IBM admitted yesterday that the machine was based on its Power 550 midrange servers, that it ran a stack of Cognos software, and that it would run another stack of SPSS software when it ships at the end of September. But that's about it. This is what happens when you let software people do a hardware announcement.

But Scott Handy, vice president of marketing and strategy for IBM's Power Systems division, is very much interested in iron and isn't trying to hide the underpinnings of this Smart Analytics System - or, as we call it, the BAO box. It's just that the software people wanted to focus on the nature of the opportunity and generally what the benefits were for an integrated, tuned stack of data warehousing and analytics code running on a cluster.

As it turns out, the BAO box is based on a shared-nothing cluster architecture, and it has a number of machines in the cluster supporting different application modules and database functions performed by the system. The base server node in the cluster is a four-core Power 550 box using two-core Power6+ processors running at 5 GHz. This machine was upgraded last October so it could support up to eight cores, so there is room for expansion in the nodes for extra processing oomph if algorithms require it.

Each processor core has its simultaneous multithreading (SMT) electronics activated, which gives each core two threads for software to play with. The Power6+ chip used in the Power 550 has its AltiVec vector co-processors activated (they are not activated in two-socket Power 520 machines using Power6 processors, apparently).

This is one reason why IBM is basing the BAO box on the Power 550 instead of the Power 520. Each Power6 core has a decimal math unit, two floating point math units, and two integer units, as well as a VMX co-processor that hangs off the side of the Power6 core. All of these no doubt are brought to bear as much as possible with the optimized Cognos and SPSS software stacks on the BAO box.

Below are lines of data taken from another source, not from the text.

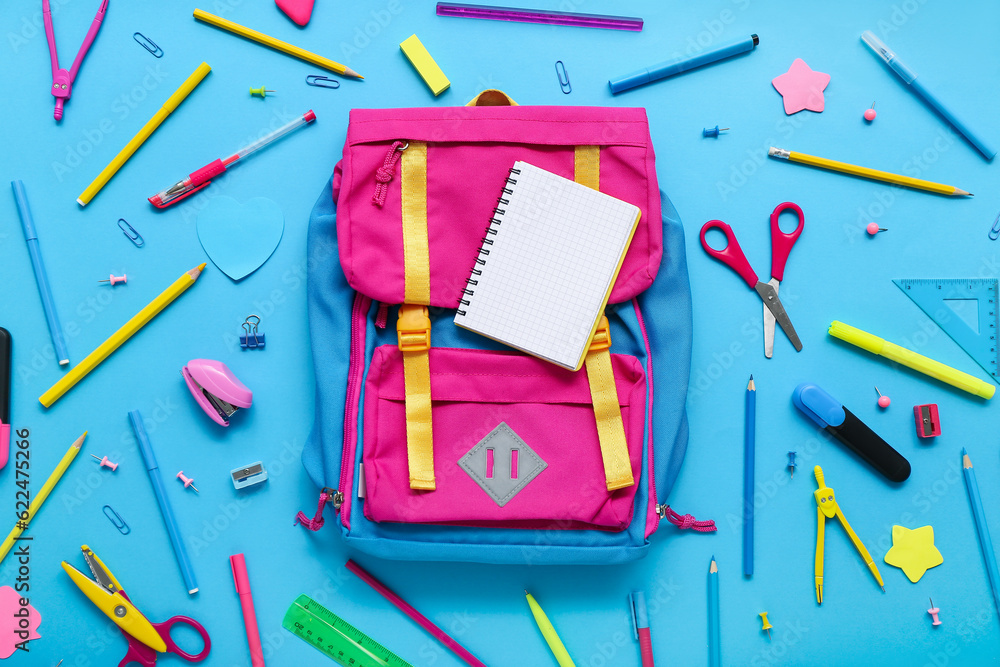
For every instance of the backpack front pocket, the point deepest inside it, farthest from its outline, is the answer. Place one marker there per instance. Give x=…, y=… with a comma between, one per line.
x=515, y=443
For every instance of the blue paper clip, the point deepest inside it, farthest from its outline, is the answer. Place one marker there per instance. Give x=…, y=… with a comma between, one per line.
x=130, y=232
x=116, y=520
x=148, y=44
x=249, y=475
x=322, y=81
x=563, y=77
x=250, y=339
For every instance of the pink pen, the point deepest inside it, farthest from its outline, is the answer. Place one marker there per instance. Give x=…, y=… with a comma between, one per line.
x=246, y=601
x=62, y=80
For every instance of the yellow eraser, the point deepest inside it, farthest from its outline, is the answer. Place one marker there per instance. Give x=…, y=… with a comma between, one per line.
x=425, y=65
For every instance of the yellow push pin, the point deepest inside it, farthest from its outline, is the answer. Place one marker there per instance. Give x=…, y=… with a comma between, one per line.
x=767, y=624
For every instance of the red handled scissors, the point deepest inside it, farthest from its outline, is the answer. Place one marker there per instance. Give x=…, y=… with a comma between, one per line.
x=145, y=639
x=781, y=245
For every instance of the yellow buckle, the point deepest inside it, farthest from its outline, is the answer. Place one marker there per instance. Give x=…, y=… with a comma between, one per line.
x=602, y=337
x=413, y=328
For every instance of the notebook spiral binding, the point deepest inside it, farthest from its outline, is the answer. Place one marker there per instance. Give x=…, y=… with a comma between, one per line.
x=490, y=229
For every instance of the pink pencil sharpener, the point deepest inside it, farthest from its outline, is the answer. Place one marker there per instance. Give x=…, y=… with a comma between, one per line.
x=216, y=390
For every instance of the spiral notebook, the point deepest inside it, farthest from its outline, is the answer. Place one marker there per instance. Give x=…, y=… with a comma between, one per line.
x=546, y=266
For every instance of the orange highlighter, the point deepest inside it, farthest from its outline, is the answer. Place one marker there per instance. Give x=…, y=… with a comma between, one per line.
x=249, y=616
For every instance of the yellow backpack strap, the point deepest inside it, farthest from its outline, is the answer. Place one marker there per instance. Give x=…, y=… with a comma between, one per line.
x=413, y=327
x=603, y=393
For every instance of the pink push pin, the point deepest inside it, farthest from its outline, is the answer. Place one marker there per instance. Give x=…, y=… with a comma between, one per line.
x=105, y=463
x=116, y=279
x=883, y=401
x=934, y=611
x=187, y=481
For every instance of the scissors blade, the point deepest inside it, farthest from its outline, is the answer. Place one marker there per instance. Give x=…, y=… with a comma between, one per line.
x=769, y=323
x=771, y=300
x=101, y=574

Each Power 550 in the box is configured with 32 GB of DDR2 main memory, and it has two dual-port Gigabit Ethernet adapters for linking out to other nodes in the cluster and two dual-port 4 Gb/sec Fibre Channel adapters to link out to shared DS5300 disk arrays, which are cross-coupled to four server nodes in the BAO box. The DS5300 is capable of feeding 1,200 MB/sec of throughput to each node in the cluster on sequential reads, according to Handy, and this is done by backstopping the DS5300 with lots of EXP 5000 disk expansion drawers that have sixteen disks each and that hang off the DS5300 arrays, which have dual RAID 5 controllers and redundant paths to all server nodes.

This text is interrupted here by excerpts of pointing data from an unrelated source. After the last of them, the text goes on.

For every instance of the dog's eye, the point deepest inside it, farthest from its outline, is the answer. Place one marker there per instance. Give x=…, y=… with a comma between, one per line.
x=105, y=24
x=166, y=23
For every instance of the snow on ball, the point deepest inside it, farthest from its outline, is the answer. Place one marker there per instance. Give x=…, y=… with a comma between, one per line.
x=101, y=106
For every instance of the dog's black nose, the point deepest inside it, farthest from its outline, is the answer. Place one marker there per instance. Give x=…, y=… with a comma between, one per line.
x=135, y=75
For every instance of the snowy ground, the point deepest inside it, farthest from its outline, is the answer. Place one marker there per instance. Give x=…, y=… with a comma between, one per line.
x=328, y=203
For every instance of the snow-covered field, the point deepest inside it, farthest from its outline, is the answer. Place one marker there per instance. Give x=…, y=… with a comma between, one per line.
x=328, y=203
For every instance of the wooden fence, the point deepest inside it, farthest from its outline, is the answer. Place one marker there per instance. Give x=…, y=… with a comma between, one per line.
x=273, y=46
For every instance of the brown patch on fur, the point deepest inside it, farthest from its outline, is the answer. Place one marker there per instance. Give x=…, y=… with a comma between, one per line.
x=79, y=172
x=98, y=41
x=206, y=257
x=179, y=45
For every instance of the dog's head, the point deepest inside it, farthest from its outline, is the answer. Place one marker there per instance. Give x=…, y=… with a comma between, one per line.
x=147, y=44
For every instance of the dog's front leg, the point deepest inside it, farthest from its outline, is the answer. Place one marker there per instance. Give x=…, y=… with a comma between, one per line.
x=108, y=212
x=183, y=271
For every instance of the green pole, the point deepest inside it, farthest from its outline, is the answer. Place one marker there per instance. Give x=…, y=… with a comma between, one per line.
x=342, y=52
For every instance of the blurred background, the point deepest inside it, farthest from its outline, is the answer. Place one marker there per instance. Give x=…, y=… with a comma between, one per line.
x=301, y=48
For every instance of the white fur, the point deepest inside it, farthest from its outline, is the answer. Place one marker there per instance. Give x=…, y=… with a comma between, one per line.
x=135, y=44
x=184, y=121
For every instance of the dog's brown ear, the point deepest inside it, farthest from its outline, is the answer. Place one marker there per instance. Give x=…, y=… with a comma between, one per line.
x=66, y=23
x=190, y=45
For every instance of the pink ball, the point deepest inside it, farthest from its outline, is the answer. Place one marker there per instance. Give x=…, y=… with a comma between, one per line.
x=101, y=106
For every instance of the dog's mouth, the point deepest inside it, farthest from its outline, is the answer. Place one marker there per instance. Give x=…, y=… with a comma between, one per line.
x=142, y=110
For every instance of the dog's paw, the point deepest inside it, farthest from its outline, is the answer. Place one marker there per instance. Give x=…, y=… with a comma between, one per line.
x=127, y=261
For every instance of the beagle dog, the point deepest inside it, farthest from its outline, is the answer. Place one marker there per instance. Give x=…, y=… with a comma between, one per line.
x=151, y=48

There is one EXP5000 drawer that has sixteen drives as hot spares. The four server nodes in the base BAO box configuration - that's one administration node, one management node, one standby node, and one database node - are linked to the DS5300 arrays through redundant SAN40B switches. The DS5300 has eight active EXP5000 drawers and one full of spares. Each server has 32 146GB 15K RPM drives allocated to it in this based configuration. The four-node setup has 18.7 TB of capacity, not including local storage in the server nodes.

The server nodes in the BAO box are linked to each other and to the outside world through a set of 48-port EX4200-48T switches from Juniper Networks. These are plain old Gigabit Ethernet switches, no fancy schmancy 10 Gigabit or InfiniBand high-bandwidth, low latency switches.